Nadia Dementieva a commencé par nous rappeler que le monde actuel est globalisé, c’est pourquoi il est important de connaître l’actualité internationale et le contexte géopolitique. Sans aucun doute, les changements dans le monde actuel sont rapides et tumultueux. Le nouvel ordre mondial est de plus en plus multipolaire et, a-t-elle ajouté, “nous espérons qu’il sera de plus en plus juste et démocratique”. Malgré tout, il y a toujours des acteurs qui ne s’adaptent pas à ces changements et préfèrent entretenir un climat de guerre froide en voyant le monde de manière bipolaire.
Ceci étant dit, Nadia nous a éclairé sur le thème à traiter, sur la Russie et ses caractéristiques. C’est effectivement le plus grand pays du monde, qui jouit d’une position géostratégique particulière. Il ne faut pas oublier qu’elle a des frontières terrestres avec 18 pays, plus de 146 millions d’habitants avec plus de 100 groupes ethniques qui parlent leurs propres langues. L’intervenante a ainsi souligné la grande complexité d’un pays si grand et divers. Par ailleurs, la Russie est un pays qui travaille de manière constructive dans de nombreux organismes internationaux, comme aux Nations Unies (où elle possède un siège au Conseil de Sécurité), au G20, dans les BRICS, le Traité de Shanghai… ainsi, elle a une grande responsabilité dans le contexte de stabilité et de sécurité globale.
La Seconde Secrétaire a ajouté que la Russie dispose d’une économie de marché qui n’est plus soumise au communisme. Malgré ses difficultés, la Russie défend ses intérêts économiques et politiques comme le reste des États. Mais il est clair que pour y arriver, la coopération avec d’autres pays est nécessaire. L’intervenante a défendu que la coopération est nécessaire et que, pour obtenir un monde équilibré, il faut construire des ponts et ne pas créer de nouvelles barrières, cela constitue la base de sa politique étrangère. Elle a précisé que, malgré les critiques de l’Occident, “la Russie ne menace personne, toutes nos mesures en matière de sécurité ont un caractère de réponse, ou plutôt, de défense”.
La politique étrangère russe se place du côté du Droit International, en disant qu’il y a des “États” qui veulent inventer les règles en s’appuyant sur “un ordre basé sur les règles” à la place du Droit International. Elle soutient la négociation et le dialogue pour faire face aux défis d’aujourd’hui comme le terrorisme, dont nous avons été témoins récemment au Sri Lanka, le narcotrafic, le changement climatique et la prolifération d’armes de destruction massive.

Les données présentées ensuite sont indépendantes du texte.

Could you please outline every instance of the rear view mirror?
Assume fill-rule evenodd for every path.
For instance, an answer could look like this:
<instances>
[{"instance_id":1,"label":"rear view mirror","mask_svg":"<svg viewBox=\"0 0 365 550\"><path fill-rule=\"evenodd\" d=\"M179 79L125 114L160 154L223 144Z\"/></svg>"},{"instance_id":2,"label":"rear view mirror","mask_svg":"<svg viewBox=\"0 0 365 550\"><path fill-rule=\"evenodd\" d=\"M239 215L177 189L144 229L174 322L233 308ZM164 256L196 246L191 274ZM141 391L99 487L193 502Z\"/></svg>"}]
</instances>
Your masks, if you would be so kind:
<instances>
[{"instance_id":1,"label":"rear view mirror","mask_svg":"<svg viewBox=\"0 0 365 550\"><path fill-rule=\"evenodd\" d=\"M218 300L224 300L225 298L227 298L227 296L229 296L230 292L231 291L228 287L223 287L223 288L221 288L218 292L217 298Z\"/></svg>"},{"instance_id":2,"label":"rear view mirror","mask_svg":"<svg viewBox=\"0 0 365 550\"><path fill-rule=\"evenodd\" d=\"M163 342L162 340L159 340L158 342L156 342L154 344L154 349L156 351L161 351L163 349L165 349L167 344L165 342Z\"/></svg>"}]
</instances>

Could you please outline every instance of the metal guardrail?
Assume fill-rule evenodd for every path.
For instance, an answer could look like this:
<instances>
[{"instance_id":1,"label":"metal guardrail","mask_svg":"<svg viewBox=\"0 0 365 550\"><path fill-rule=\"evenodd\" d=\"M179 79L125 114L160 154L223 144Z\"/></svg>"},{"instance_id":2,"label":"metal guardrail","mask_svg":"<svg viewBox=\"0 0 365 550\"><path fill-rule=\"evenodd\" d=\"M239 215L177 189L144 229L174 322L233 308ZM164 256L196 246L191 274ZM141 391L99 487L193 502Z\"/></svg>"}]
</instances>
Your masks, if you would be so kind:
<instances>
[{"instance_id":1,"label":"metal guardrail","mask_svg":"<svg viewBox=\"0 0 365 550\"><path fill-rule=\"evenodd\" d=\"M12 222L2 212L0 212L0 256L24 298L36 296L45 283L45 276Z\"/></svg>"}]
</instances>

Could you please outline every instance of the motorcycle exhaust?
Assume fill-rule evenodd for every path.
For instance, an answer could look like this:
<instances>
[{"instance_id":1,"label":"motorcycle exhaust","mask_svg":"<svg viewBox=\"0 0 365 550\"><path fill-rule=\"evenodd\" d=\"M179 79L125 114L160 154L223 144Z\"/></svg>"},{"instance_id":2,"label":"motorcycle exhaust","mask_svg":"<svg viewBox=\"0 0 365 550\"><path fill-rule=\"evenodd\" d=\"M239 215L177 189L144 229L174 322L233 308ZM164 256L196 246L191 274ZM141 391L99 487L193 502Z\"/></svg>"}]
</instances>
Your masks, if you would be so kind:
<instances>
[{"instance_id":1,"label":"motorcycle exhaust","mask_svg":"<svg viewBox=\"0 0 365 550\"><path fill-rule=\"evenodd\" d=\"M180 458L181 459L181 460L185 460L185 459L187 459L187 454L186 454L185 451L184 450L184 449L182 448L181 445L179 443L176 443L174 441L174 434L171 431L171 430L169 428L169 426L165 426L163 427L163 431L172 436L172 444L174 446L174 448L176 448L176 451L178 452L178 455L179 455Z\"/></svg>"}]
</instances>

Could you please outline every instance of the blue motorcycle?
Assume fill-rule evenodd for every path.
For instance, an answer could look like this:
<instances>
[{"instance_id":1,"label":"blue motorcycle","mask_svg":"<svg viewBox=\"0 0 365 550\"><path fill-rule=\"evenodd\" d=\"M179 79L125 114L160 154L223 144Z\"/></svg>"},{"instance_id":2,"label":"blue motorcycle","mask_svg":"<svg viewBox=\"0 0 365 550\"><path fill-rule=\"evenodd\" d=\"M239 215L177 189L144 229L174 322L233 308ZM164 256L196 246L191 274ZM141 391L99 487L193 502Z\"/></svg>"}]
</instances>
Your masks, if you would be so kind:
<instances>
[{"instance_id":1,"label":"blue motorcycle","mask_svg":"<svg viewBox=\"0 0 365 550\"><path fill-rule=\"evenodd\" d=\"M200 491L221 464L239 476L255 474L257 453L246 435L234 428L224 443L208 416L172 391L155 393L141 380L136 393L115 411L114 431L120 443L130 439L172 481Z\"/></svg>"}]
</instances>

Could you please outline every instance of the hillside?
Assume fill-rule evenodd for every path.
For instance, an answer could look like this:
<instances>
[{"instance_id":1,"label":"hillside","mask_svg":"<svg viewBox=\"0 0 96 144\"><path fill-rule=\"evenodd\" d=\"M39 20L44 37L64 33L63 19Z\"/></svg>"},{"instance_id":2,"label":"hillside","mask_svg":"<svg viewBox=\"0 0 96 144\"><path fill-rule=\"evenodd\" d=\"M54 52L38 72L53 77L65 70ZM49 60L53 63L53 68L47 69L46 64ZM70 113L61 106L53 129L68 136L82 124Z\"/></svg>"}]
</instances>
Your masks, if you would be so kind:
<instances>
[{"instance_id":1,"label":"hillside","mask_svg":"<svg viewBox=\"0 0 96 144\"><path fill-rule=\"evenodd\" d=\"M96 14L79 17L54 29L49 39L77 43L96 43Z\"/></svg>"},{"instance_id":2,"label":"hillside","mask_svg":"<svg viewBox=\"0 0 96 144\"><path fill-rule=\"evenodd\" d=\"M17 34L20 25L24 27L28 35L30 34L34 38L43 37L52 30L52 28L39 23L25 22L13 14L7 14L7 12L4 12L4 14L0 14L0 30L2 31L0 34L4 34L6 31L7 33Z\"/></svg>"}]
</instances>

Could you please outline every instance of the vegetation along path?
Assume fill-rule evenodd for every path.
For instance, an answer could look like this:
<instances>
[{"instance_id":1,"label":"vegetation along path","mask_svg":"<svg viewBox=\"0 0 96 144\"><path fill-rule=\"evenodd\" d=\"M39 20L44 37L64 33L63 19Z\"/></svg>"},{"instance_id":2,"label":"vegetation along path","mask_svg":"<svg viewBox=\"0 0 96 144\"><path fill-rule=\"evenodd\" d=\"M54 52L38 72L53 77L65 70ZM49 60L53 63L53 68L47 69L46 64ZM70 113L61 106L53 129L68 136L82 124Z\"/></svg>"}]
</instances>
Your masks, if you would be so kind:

Sa ligne d’action en politique étrangère mise sur la coopération pour la résolution de crises et dénonce les situations où la diplomatie a été négligée au profit de postures unilatérales. La diplomate a cité les interventions étrangères menées unilatéralement comme dans le cas de l’ancienne Yougoslavie, l’Irak, la Somalie, l’Afghanistan, le Soudan, le Yémen ou encore la Libye qui ont causé des déséquilibres régionaux, des vagues de réfugiés et l’émergence de mouvements djihadistes.
L’exposante a également dénoncé l’initiative des États-Unis de déployer un bouclier antimissile et de sortir du Traité FNI, tout en reprochant à la Russie de mener des essais balistiques interdits par l’accord, un événement qui a généré une incertitude mondiale. Pour se défendre des accusations étasuniennes, le 23 janvier, le gouvernement russe a organisé une exposition à tous les pays de son missile M9-29, supposé violer ledit traité. Toute cette situation menace le TNP (Traité de Non-Prolifération nucléaire), qui est le traité fondamental de désarmement et de contrôle de la prolifération nucléaire.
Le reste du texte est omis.